I have spent a large chunk of the past two weekends trying to find some kind of instructions as to how to get audio into the native Asterisk “SLN” format. Specifically, I wanted to convert some mp3s of classical music (such as from Musopen) to SLN for music-on-hold. I was able to discern that SLN files are “raw” or headerless “wav” format, 16-bit signed PCM or signed linear (hence SLN). After several attempts to convert mp3s, wavs, and other things to this format, only to have them play as painfully loud static, I tried reversing the process and importing some working sample SLN files in Audacity. This led to the big ah-ha! moment of the weekend—the Asterisk SLN files are 16-bit little-endian signed PCM, whereas SoX, Audacity, et al, were putting out big-endian 16-bit signed PCM. I couldn’t for the life of me find an option to change the endiannes in Audacity, however.

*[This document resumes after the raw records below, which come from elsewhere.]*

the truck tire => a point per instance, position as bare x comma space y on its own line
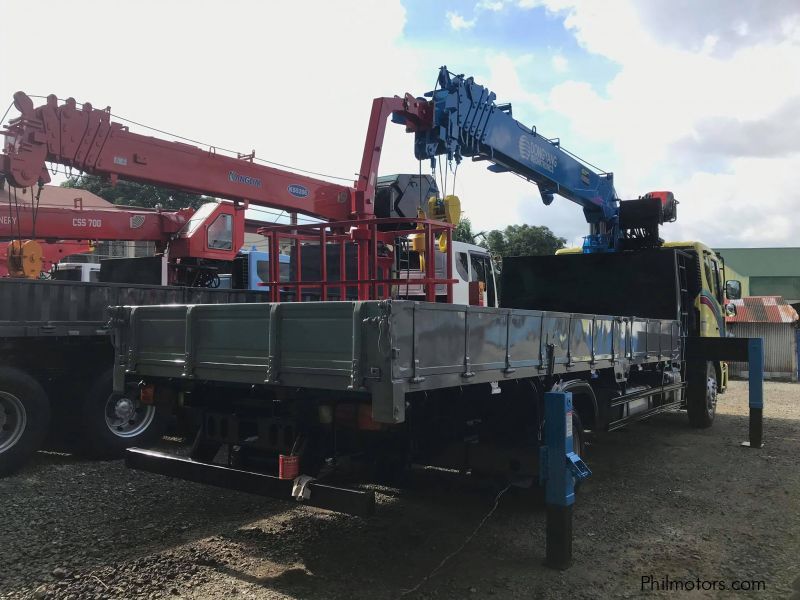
113, 422
24, 418
701, 395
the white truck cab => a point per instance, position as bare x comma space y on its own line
472, 268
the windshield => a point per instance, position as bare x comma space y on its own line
200, 215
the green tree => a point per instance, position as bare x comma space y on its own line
523, 240
129, 193
463, 232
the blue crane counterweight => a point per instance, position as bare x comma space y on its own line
468, 123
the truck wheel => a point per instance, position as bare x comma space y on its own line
114, 422
24, 418
701, 396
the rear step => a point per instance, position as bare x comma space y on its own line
360, 503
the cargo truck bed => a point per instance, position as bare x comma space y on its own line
384, 349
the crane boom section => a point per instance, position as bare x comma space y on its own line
468, 123
85, 138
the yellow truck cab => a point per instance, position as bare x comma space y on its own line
710, 303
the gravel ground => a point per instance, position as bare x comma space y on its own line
664, 501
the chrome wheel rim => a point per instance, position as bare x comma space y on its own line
126, 417
13, 420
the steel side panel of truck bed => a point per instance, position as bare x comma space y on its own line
384, 349
36, 307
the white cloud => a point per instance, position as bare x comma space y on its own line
458, 22
490, 5
560, 63
688, 118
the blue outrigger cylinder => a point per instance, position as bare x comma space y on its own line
560, 469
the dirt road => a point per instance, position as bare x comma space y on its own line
665, 501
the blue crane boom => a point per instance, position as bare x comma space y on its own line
467, 122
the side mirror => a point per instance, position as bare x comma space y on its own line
733, 289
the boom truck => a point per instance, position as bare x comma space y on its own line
380, 380
55, 351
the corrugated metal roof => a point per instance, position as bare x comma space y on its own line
53, 195
768, 262
763, 309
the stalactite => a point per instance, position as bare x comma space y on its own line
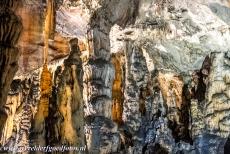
48, 29
10, 30
39, 123
117, 89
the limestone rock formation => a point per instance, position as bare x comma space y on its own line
117, 76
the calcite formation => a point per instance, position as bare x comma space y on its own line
116, 76
11, 27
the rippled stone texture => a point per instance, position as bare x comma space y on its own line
10, 29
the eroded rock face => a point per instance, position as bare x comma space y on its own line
140, 77
11, 27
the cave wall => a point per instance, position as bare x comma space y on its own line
142, 77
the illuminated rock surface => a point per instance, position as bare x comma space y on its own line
122, 76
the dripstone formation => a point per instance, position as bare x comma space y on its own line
121, 76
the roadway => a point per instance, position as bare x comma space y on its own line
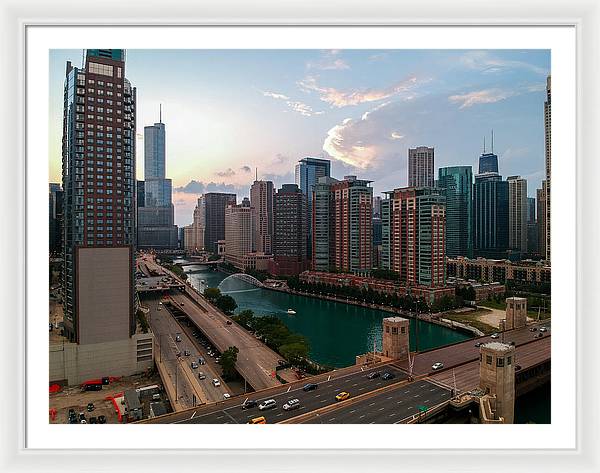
166, 329
230, 412
256, 362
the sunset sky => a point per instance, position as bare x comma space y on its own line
228, 112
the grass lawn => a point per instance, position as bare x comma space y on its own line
472, 319
502, 306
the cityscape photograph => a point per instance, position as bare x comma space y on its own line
294, 236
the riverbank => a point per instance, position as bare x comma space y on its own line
431, 318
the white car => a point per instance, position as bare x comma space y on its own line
291, 404
268, 404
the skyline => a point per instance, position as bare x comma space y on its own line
361, 109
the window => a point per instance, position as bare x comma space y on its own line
102, 69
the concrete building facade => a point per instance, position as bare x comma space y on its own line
421, 167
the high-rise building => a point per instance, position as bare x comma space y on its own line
541, 220
490, 216
345, 209
215, 204
548, 154
413, 234
238, 234
289, 239
99, 202
308, 172
456, 183
56, 197
421, 167
517, 214
261, 201
155, 220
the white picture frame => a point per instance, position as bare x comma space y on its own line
582, 15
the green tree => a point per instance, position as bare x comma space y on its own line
228, 361
226, 303
212, 293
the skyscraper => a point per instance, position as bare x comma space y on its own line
548, 155
261, 201
238, 234
99, 184
517, 214
155, 221
56, 198
456, 183
348, 219
421, 167
413, 234
215, 204
289, 239
490, 216
308, 172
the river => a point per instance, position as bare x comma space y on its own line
336, 332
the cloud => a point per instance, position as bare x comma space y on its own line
227, 173
484, 62
298, 107
339, 98
329, 62
370, 140
480, 96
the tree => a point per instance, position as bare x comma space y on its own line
212, 293
226, 303
228, 361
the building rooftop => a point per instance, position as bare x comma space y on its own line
498, 346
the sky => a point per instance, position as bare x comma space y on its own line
232, 113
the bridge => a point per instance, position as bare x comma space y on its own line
401, 399
242, 277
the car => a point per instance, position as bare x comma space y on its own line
249, 403
291, 405
268, 404
258, 420
310, 387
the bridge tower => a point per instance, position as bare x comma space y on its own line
395, 338
516, 312
497, 379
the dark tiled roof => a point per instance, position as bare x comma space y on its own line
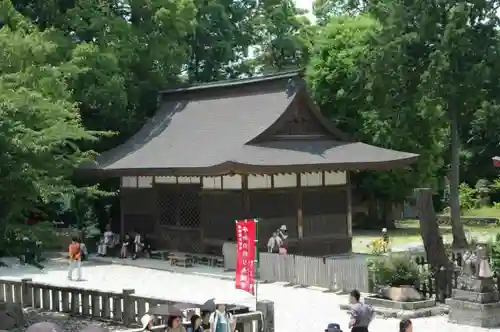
209, 129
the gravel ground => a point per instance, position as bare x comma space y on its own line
296, 309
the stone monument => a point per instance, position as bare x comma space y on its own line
475, 301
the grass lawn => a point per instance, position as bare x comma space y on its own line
408, 232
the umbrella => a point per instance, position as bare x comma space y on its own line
93, 328
210, 305
171, 309
496, 161
45, 327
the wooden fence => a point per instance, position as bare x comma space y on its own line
335, 273
121, 307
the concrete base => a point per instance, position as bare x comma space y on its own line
475, 297
413, 305
474, 314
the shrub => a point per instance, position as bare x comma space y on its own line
395, 270
42, 233
495, 254
378, 247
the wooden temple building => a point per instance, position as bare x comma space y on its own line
248, 148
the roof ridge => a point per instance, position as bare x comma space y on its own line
233, 82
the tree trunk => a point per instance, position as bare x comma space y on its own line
459, 239
429, 229
388, 215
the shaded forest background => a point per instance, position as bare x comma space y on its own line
78, 77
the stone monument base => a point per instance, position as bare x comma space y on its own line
474, 309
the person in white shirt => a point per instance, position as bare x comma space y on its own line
106, 242
221, 320
274, 243
138, 244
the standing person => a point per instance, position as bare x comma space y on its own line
75, 253
333, 327
361, 314
174, 324
125, 246
405, 325
147, 322
283, 236
109, 238
137, 244
205, 320
221, 320
274, 243
84, 252
195, 325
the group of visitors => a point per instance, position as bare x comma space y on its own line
77, 251
278, 242
129, 247
217, 321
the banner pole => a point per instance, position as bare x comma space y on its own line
257, 261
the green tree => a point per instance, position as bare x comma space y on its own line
449, 49
41, 128
284, 36
377, 105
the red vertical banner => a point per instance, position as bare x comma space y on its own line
246, 255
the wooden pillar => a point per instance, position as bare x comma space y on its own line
349, 204
122, 220
246, 195
300, 228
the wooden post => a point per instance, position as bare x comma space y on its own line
429, 229
27, 290
128, 307
122, 221
246, 195
300, 225
349, 204
267, 309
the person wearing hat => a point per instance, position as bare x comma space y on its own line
221, 320
361, 314
147, 322
333, 327
405, 325
283, 235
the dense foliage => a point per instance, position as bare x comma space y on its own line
395, 270
79, 76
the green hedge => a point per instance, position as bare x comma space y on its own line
470, 221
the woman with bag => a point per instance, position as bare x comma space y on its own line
221, 320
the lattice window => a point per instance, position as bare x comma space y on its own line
179, 206
189, 208
167, 208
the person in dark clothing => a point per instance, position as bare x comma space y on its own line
195, 325
125, 246
405, 325
361, 314
205, 320
147, 245
333, 327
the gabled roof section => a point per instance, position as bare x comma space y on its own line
219, 128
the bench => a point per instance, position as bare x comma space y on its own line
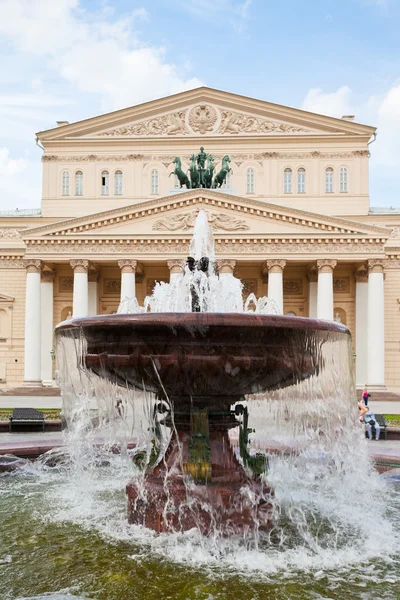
27, 419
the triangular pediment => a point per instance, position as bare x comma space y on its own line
229, 216
205, 112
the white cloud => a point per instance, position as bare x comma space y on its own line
382, 112
335, 104
10, 166
96, 53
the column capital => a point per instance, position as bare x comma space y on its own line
47, 274
225, 265
176, 265
326, 265
32, 266
93, 274
128, 266
79, 266
361, 273
376, 265
274, 266
312, 274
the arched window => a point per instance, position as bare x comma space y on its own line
154, 181
105, 177
329, 180
65, 183
118, 183
287, 181
301, 181
78, 183
227, 182
250, 181
343, 179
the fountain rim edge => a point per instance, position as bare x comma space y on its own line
203, 319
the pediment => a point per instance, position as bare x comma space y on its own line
205, 112
229, 216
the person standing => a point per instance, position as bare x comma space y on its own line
365, 396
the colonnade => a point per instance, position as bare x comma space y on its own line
369, 305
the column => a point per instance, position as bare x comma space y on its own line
376, 324
312, 277
176, 269
325, 289
128, 283
80, 303
47, 325
93, 291
32, 373
225, 267
275, 282
361, 277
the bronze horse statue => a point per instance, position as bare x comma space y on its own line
182, 177
194, 174
221, 175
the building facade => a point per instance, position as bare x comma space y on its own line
293, 221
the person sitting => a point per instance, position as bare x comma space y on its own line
366, 396
368, 418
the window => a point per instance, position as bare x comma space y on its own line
287, 181
250, 181
78, 183
154, 181
118, 183
329, 180
104, 183
301, 181
65, 183
227, 182
343, 179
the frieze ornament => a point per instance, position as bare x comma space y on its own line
326, 265
171, 124
9, 234
185, 221
235, 123
202, 118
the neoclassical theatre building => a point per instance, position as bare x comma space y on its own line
292, 220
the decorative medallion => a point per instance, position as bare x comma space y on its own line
202, 118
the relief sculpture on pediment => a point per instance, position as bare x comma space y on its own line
185, 221
172, 124
234, 123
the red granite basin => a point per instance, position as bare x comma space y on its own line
203, 355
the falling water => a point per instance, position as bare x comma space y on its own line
335, 525
217, 294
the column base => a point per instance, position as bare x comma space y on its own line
32, 383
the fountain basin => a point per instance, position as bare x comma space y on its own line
202, 355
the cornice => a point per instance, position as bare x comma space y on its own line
236, 158
204, 94
206, 197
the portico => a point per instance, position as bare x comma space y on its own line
291, 218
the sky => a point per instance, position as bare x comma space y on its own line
74, 59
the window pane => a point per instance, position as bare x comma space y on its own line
65, 183
329, 180
343, 179
118, 183
154, 181
301, 181
78, 183
104, 183
287, 181
250, 181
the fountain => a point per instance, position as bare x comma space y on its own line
201, 352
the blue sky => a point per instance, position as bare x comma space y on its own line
72, 59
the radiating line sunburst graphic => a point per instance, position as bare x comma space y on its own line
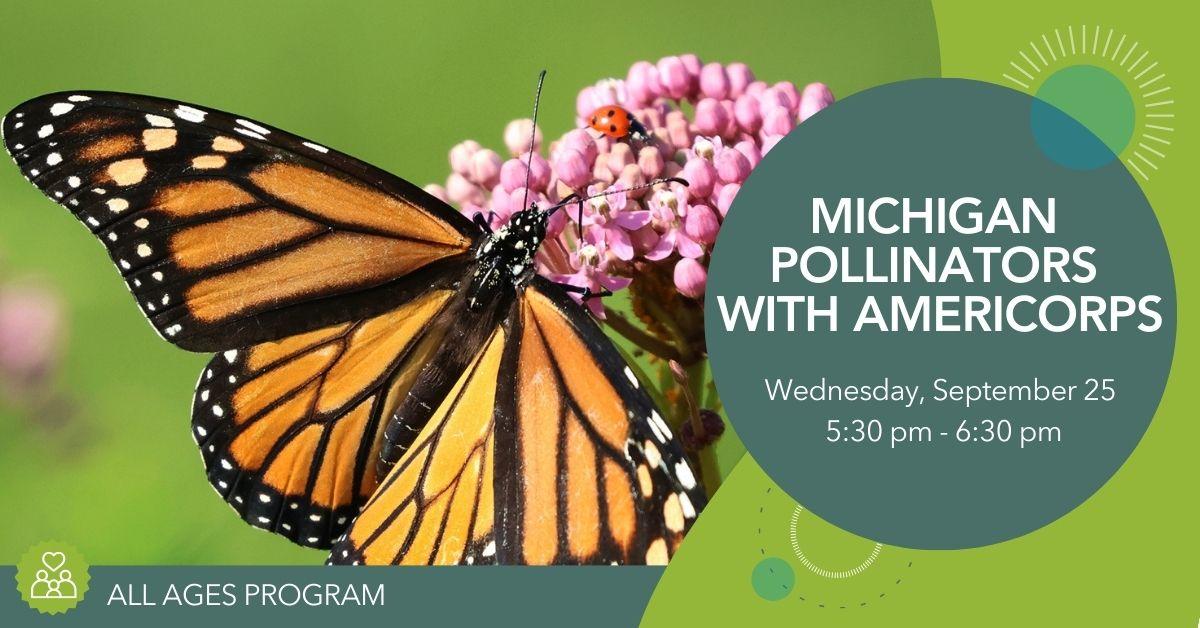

In searching some more, I found that ffmpeg, one of the best swiss-army-knife-type audio/video conversion programs, specifically supports signed 16-bit little-endian PCM. Here’s the command to convert just about any audio (anything ffmpeg can handle) to the appropriate format for Asterisk music-on-hold:
ffmpeg -i "[input file]" -ar 8000 -ac 1 -acodec pcm_s16le -f s16le "[output file].sln"
You may also want to add a volume modifier, to make the music appropriately quiet for music-on-hold, and ffmpeg allows this to be specified in dB gain like “-vol -15dB”.
Comments 1
sox has options for endianness:
-L, –endian little
-B, –endian big
Thus, “-t raw -c 1 -r 8000 -L -s -2 filename.sln” should work, both for input and output.